The new SIGNA Premier wide-bore 3.0T MRI system from GE Healthcare, Waukesha, Wis., is now available for sale in the United States. SIGNA Premier is the result of a four-year collaboration with the National Football League and research institutions around the world working to design new imaging tools, particularly to aid researchers in the detection of biomarkers for the potential diagnosis of mild traumatic brain injury.
SIGNA Premier aims to deliver a new level of clinical performance with additional research-focused capabilities, especially for neurology and oncology research.
“We are thrilled to bring SIGNA Premier to clinicians,” says Eric Stahre, president and CEO of GE Healthcare MRI. “We believe that its advanced applications and breakthrough innovations will deliver research-focused clinical capabilities and wide-bore patient comfort. This new system will help clinicians push the boundaries of what’s possible with MR.”
SIGNA Premier features GE Healthcare’s latest, short-bore, high-homogeneity 3.0T superconductive magnet; the most powerful gradient system GE Healthcare has ever developed for a wide bore 3.0T system; and a new, digital RF transmit and receive architecture.

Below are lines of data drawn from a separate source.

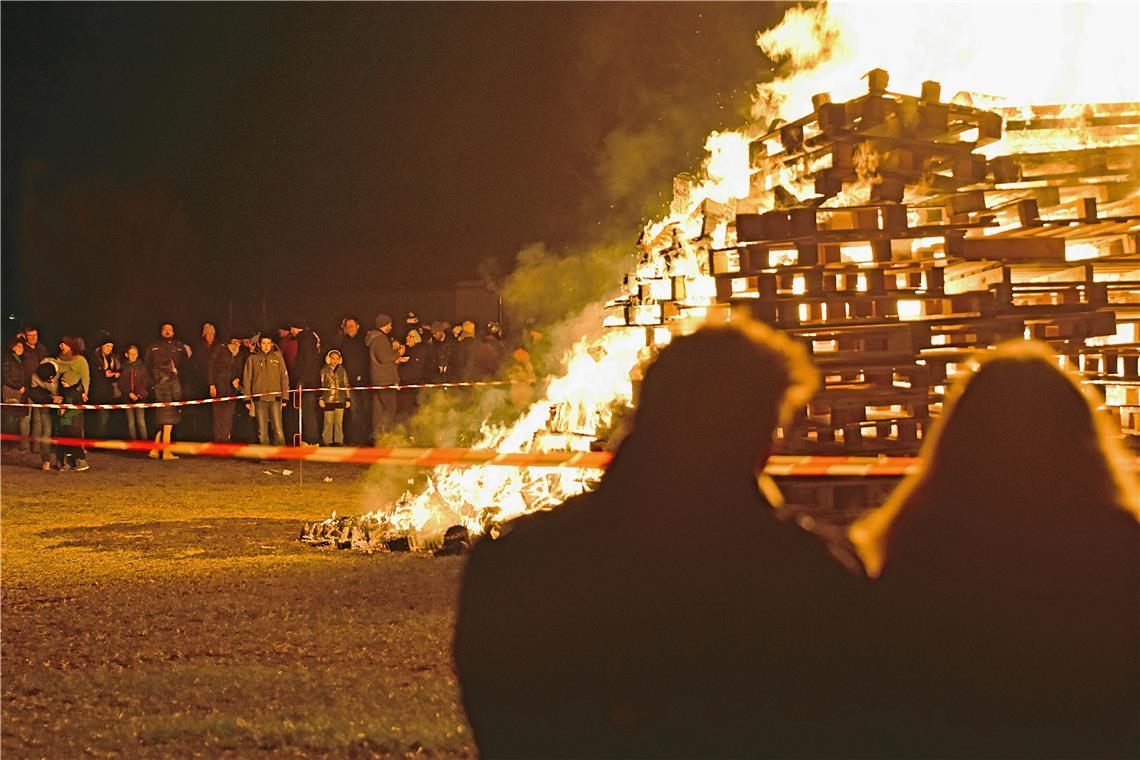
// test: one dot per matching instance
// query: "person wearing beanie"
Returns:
(439, 354)
(104, 382)
(266, 378)
(335, 398)
(383, 365)
(35, 425)
(306, 374)
(355, 354)
(43, 387)
(410, 324)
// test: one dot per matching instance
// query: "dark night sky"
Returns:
(177, 156)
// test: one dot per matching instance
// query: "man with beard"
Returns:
(670, 612)
(306, 374)
(355, 353)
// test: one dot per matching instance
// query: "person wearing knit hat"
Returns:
(105, 370)
(384, 370)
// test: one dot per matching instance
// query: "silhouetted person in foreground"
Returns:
(1007, 585)
(670, 612)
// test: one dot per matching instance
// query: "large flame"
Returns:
(1002, 56)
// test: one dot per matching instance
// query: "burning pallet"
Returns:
(889, 237)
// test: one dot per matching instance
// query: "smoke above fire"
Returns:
(1039, 52)
(1014, 54)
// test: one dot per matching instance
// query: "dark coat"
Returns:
(168, 389)
(165, 351)
(462, 365)
(413, 370)
(440, 367)
(355, 353)
(486, 357)
(103, 387)
(309, 360)
(1008, 643)
(133, 378)
(224, 369)
(668, 613)
(32, 359)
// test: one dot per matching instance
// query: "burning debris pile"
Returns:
(894, 234)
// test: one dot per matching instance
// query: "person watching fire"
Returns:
(670, 612)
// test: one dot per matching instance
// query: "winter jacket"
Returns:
(225, 368)
(76, 373)
(308, 359)
(439, 361)
(335, 382)
(355, 353)
(461, 359)
(486, 357)
(266, 373)
(13, 373)
(32, 359)
(382, 359)
(163, 351)
(103, 387)
(133, 378)
(412, 372)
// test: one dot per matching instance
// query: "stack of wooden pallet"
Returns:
(897, 235)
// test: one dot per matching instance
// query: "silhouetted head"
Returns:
(1020, 443)
(713, 400)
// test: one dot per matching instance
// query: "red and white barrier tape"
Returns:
(192, 402)
(776, 465)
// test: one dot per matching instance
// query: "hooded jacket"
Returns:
(266, 373)
(382, 358)
(133, 378)
(74, 372)
(335, 383)
(103, 387)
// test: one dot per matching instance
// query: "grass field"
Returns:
(167, 610)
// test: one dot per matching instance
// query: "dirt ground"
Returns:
(159, 609)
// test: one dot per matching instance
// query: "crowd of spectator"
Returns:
(257, 374)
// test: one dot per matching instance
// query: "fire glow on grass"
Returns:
(1001, 57)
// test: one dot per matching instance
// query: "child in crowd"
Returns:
(334, 399)
(133, 381)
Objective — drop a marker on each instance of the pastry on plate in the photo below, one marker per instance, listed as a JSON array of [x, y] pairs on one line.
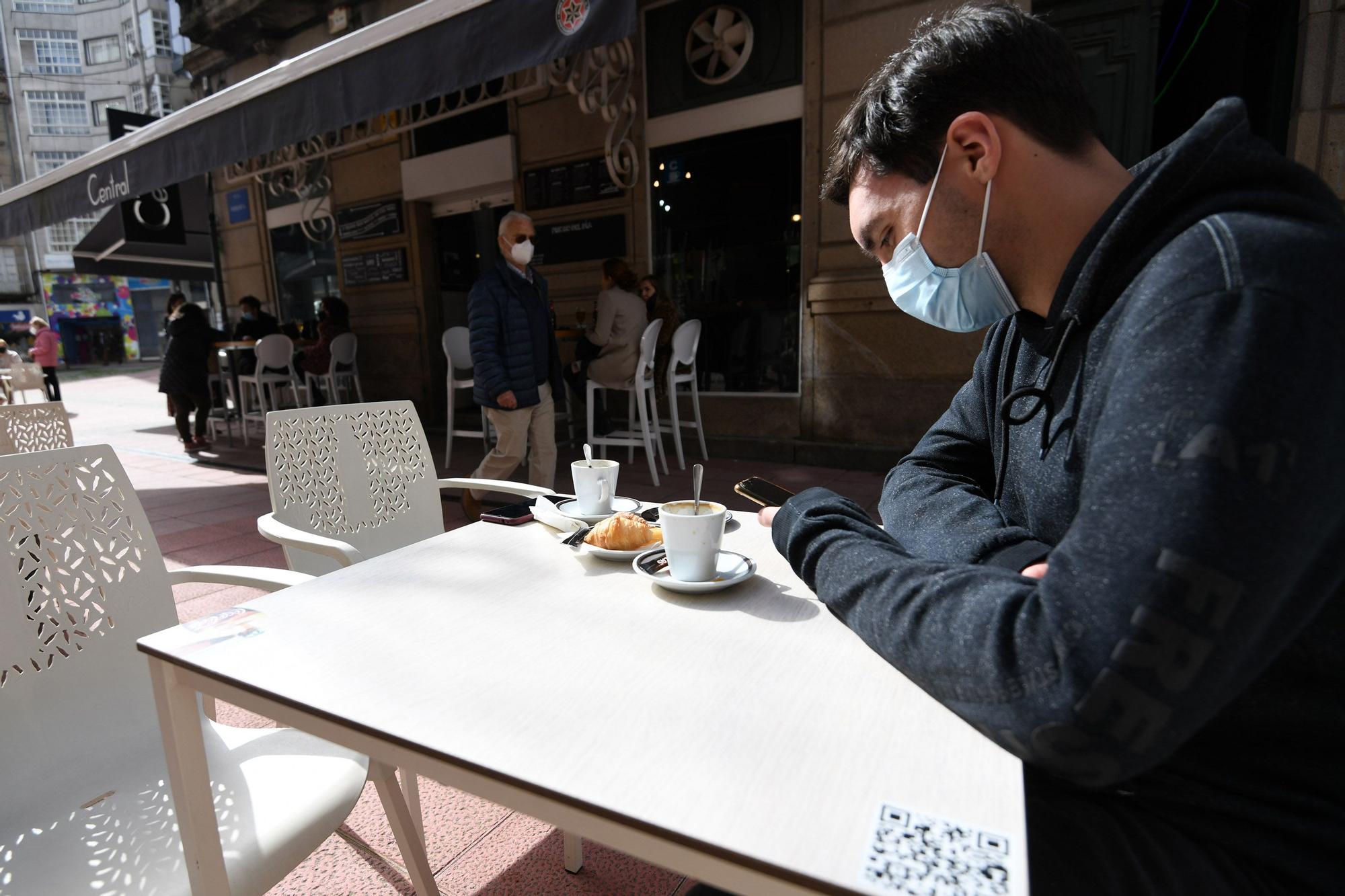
[[625, 532]]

Clinical and research applications benefit from this high-performance hardware, as well as machine learning software that includes cloud analytics. SIGNA Premier is powered by SuperG gradient technology.
The RF technology of SIGNA Premier provides 146 independent receiver channels that allow the simultaneous acquisition of patient data from multiple high channel-density surface coils for faster scanning, higher image quality, and overall enhanced clinical performance.
The 48-channel head coil delivers improved clinical performance for virtually every patient. A fit-adaptable design addresses 99.99% of the population—including patients with extremely large heads and short necks—while preserving high signal-to-noise ratio and outstanding image quality. Additionally, SIGNA Premier can perform a routine fast brain examination in under 5 minutes by leveraging HyperSense, a new speed scanning tool.